Scaling Technology Ventures
Course Number 1788
28 Sessions
Paper/Project
Qualifies for Management Science Track Credit
Career Focus
Scaling Technology Ventures (STV) is designed for students who plan to launch or join a hypergrowth technology venture, or who plan to invest in growth-stage tech companies. The course addresses key challenges founders and their teams face after achieving product-market fit – and how to plan for, activate, and manage exponential growth. The course addresses scaling challenges in a variety of sectors, including e-commerce, ed-tech, enterprise SaaS, HR-tech, mobile apps, marketplace platforms, mobility solutions, social media, two-sided platforms, and virtual worlds.
Educational Objectives
The course defines a scaling venture as one that has achieved product-market fit and secured at least one round of institutional financing. Adopting the perspective of a CEO, a founder, or a functional leader, cases in the course frame many of the critical opportunities and challenges associated with activating rapid growth, and then managing such rapid growth as a venture scales. Scaling situations are presented through a variety of functional lenses, including strategy, business development, product management, sales and marketing, and engineering and technology.

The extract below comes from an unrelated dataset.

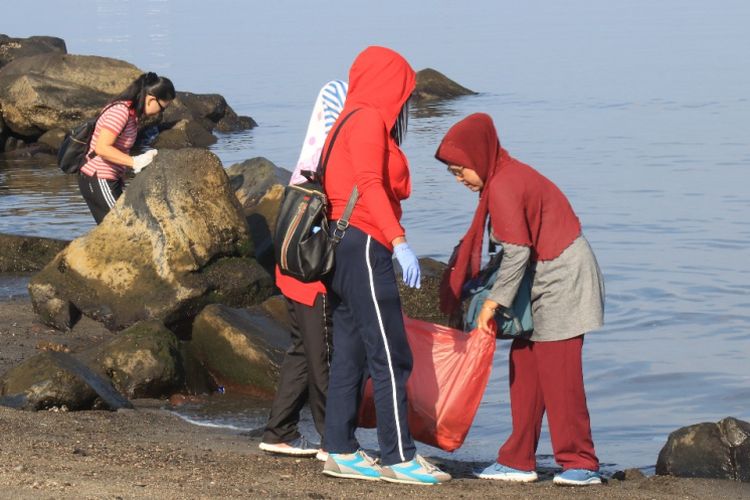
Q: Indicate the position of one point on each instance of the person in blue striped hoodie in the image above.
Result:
(304, 371)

In nearly every class, the course will host case protagonists – largely founders and CEOs – as in-person guests. Cases include Asana, BlaBlaCar, Catalant, Chewy, Nextdoor, Perch, Second Life, Supercell, Shopify, thredUP, Tiktok, Wayfair, WeWork, and Zoom, among many others.
Students will also have the opportunity to participate in several optional workshops with guests and outside experts. In past years, topics have included performance marketing, product management, investing in hypergrowth, and managing the customer experience.
STV is a natural companion to the MBA elective Launching Technology Ventures (LTV). LTV focuses on early-stage ventures that are searching for product-market fit, while STV focuses on later-stage ventures that have confirmed product-market fit. Enrollment in STV is limited to 70 students per section.
Course Content
Through case discussions and dialogue with company founders, STV examines executive leadership and functional management challenges in scaling ventures after the "search and discovery" stage of startup evolution. These challenges are organized around six modules that represent external and internal enablers of successful scaling:
Strategic Opportunity and Solution: In what directions should a new venture grow? When should a startup expand into new geographies/markets or diversify product lines versus growing its customer base for existing offers? How does a venture gauge market readiness, and what does it take to “cross the chasm” to the early majority?
Scope and Speed: When is scaling a venture premature, and at what pace should a scaling venture grow? How fast should a venture drive its internal processes, such as strategic decision-making, market and purchase funnel testing, and cycle times of service operations and supply chain? What role can metrics play, such as OKRs and NPS?
Staged Resources: In what ways should scaling ventures finance growth with or without VC financing? How do scaling ventures use analyses, such as unit and customer economics, to make their case to investors? How does a venture maximize its private-market valuation through growth and composition of revenues?
Structure: When and how should a rapidly scaling venture introduce more formal roles, systems, and processes? How quickly should scaling leaders design organizations to define functions, and then to assure cross-functional integration? How does governance, starting with the board of directors, evolve as a venture matures and scales?
Senior Team: When should a scaling venture replace its founder-CEO? How do professional CEOs differ from founders when coming into a venture? How should ventures optimally onboard experienced executives recruited into leadership positions, and when does it make sense to start hiring specialists instead of generalists?
Spirit: How do leaders in rapidly growing ventures design and shape culture? How do they assimilate hires who are less mission-driven and more political than the first wave of recruits? How can they mitigate the friction between OG’s and newer talent?
Students have a choice between taking a final exam and completing a final project. The project asks students to apply course concepts to a scaling venture. For the project, students are encouraged to work in teams with a venture and then prepare a report presenting their analyses and conclusions.